Summer took the life of the Italian Aldo Rossi, whose ‘Grand Theater of the World’ embodies the metaphysical poetry and cult to memory that sum up a most influential oeuvre of the latter third of the 20th century.
August took the life of the American Paul Rudolph and summer ended in September with the death of the Italian Aldo Rossi, one of the great ideological and formal renovators of contemporary architecture. With his metaphysical poetry and his parallel cult of geometry and memory, the Milanese changed the course of architecture and urbanism of the final third of the century; but his elegiac defense of the traditional city and historical types has been rejected by the latest generations of architects, led by personalities like the Dutch Rem Koolhaas, who preach a return to modern experimentalism and are fascinated by the colossal scale of urban developments in the emerging economies of the Pacific. The Documenta of Kassel, which gauges the arts every five years, precisely chose the Rotterdam architect as a point of reference through an exhibition on the chaotic urbanization of southern China. Nevertheless, the handover of Hong Kong in July and the stockmarket and monetary quakes that have shaken Asia during the second half of the year put a brake on the vigor of a continent which has also welcomed a work of Rossi and the final phase of Rudolph’s career.

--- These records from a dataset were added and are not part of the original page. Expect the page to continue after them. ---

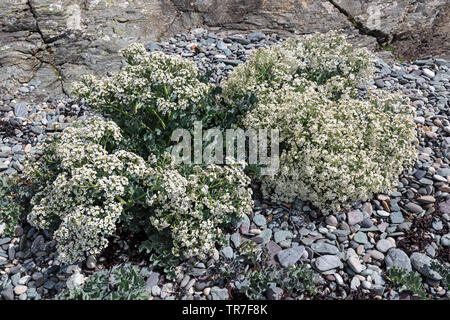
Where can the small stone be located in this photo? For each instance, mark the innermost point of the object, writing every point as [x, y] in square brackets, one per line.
[21, 110]
[427, 199]
[75, 281]
[259, 220]
[377, 255]
[355, 264]
[18, 290]
[8, 294]
[427, 72]
[396, 217]
[445, 240]
[397, 258]
[366, 285]
[324, 248]
[328, 262]
[282, 235]
[383, 245]
[360, 237]
[354, 217]
[331, 221]
[289, 257]
[355, 283]
[414, 207]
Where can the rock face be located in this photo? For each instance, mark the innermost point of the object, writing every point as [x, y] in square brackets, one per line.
[54, 42]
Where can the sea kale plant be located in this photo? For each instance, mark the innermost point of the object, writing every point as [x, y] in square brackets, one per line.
[81, 178]
[88, 185]
[337, 145]
[407, 281]
[148, 99]
[122, 283]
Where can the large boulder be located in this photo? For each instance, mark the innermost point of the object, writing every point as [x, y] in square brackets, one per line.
[56, 41]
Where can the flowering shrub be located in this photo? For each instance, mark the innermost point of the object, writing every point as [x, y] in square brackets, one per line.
[194, 204]
[121, 283]
[325, 59]
[149, 98]
[89, 185]
[336, 147]
[84, 182]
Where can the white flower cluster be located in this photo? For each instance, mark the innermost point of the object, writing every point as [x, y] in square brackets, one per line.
[151, 78]
[85, 199]
[326, 59]
[195, 205]
[335, 148]
[81, 203]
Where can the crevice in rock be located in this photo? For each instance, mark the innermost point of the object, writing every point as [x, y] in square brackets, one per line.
[46, 42]
[382, 38]
[38, 29]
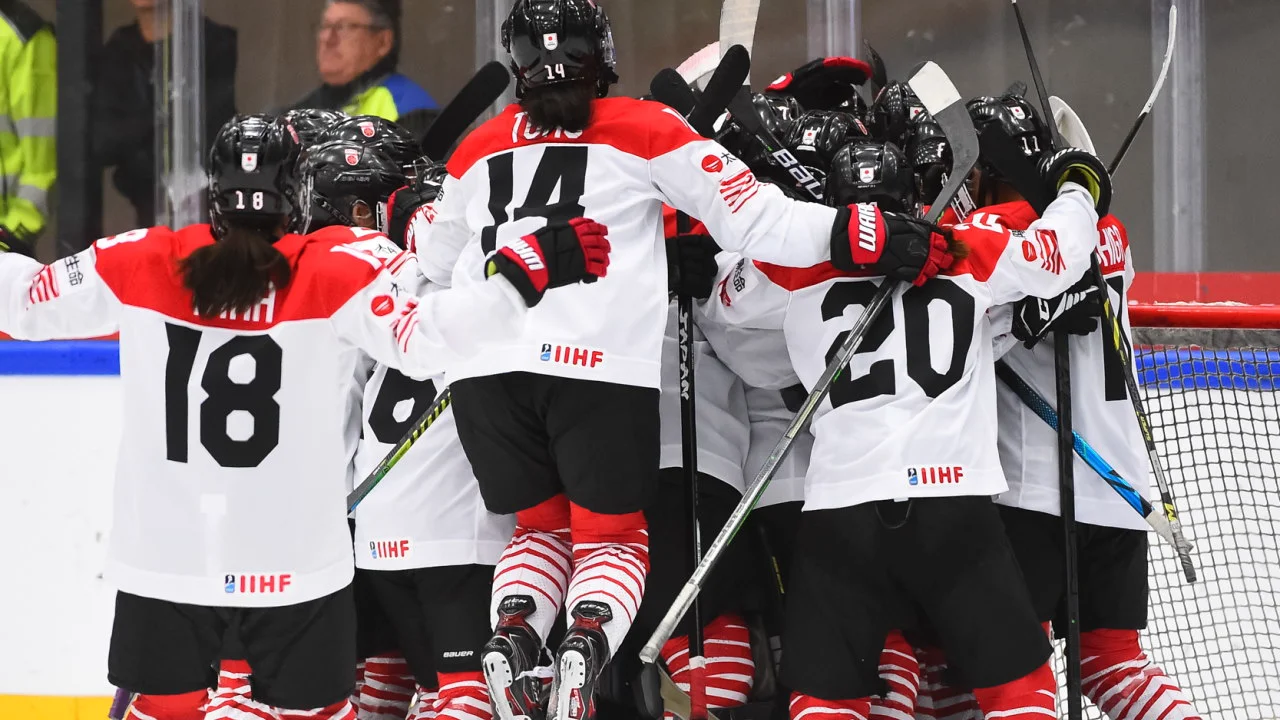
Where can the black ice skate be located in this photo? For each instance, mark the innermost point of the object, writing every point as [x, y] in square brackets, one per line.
[516, 682]
[579, 662]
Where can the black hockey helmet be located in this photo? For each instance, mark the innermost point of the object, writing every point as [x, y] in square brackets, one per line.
[251, 173]
[778, 112]
[312, 122]
[890, 115]
[338, 174]
[818, 135]
[553, 41]
[869, 171]
[382, 135]
[1018, 118]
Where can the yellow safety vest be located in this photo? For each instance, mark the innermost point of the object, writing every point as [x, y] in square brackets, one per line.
[28, 105]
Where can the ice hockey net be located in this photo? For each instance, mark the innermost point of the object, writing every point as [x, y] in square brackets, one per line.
[1210, 377]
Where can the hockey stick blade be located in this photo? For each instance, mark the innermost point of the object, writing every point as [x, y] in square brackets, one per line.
[1040, 405]
[785, 168]
[429, 418]
[1155, 92]
[737, 24]
[483, 90]
[942, 100]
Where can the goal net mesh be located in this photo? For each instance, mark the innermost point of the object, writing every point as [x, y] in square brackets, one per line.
[1212, 400]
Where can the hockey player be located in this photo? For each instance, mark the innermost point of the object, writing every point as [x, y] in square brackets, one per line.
[899, 528]
[240, 343]
[1119, 678]
[561, 420]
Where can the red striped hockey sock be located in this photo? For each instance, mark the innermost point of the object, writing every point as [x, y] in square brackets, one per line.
[388, 688]
[611, 561]
[937, 700]
[425, 706]
[536, 563]
[186, 706]
[901, 673]
[727, 670]
[464, 697]
[1124, 683]
[1029, 697]
[808, 707]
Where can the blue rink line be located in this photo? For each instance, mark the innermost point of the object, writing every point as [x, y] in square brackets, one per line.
[60, 358]
[1165, 369]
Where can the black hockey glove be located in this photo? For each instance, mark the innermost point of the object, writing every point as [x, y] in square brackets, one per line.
[1075, 311]
[888, 244]
[1082, 167]
[557, 255]
[10, 242]
[824, 83]
[691, 265]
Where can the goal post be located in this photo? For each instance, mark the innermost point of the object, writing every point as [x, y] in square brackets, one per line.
[1210, 376]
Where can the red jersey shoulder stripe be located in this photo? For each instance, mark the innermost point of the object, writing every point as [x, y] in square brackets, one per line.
[636, 127]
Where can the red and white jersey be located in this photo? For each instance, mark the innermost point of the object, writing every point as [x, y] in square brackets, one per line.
[1101, 410]
[914, 414]
[507, 180]
[721, 406]
[238, 432]
[426, 511]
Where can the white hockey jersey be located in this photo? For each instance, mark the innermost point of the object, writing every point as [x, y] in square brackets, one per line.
[914, 414]
[1101, 410]
[507, 180]
[238, 432]
[721, 406]
[426, 511]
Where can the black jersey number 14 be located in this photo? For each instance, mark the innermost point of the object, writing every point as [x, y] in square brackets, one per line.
[562, 165]
[227, 396]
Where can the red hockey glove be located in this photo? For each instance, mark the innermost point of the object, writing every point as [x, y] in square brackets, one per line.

All of autumn’s limelight was directed at the Californian Frank Gehry, who opened the huge titanium sculpture that is the Guggenheim Bilbao, a symbol of the Basque Country’s cultural and economic regeneration.
The big star of the fall season was the Guggenheim Museum of Bilbao, the October opening of which was a major triumph for both its author, the Californian Frank Gehry, and the Basque Country, which has made the sculptural titanium building a symbol of its drive toward modernization and economic recovery. The inauguration of this emblem of the culture of spectacle was preceded by the more polemical premières of Barcelona’s National Theater of Catalonia, a work of Ricardo Bofill, and the long awaited renovation of Madrid’s Royal Theater. And the series of débuts wrapped up with the auditorium of Las Palmas de Gran Canaria, a lyrical seaside fortress which counts as the finest mature work of the Catalan Óscar Tusquets. Autumn also saw the completion of colossal works like Richard Meier’s Getty Center in the hills of Los Angeles; and the denouement of disputed competitions like the one for Barajas Airport, whose winning by the British Richard Rogers (in association with Madrid’s Antonio Lamela) culminates a magical year for the architect of Tony Blair’s New Labour, or for the extension of New York’s Museum of Modern Art, where the Japanese Yoshio Taniguchi prevailed over New York-based Bernard Tschumi and the Swiss partners Jacques Herzog and Pierre de Meuron. But the season closed with the sad news of the death of Félix Candela, a Spanish architect and engineer who left the best of his poetic reinforced concrete work in Mexican exile, a chapter of history which today’s Europe-facing Spain trusts is a thing of the past.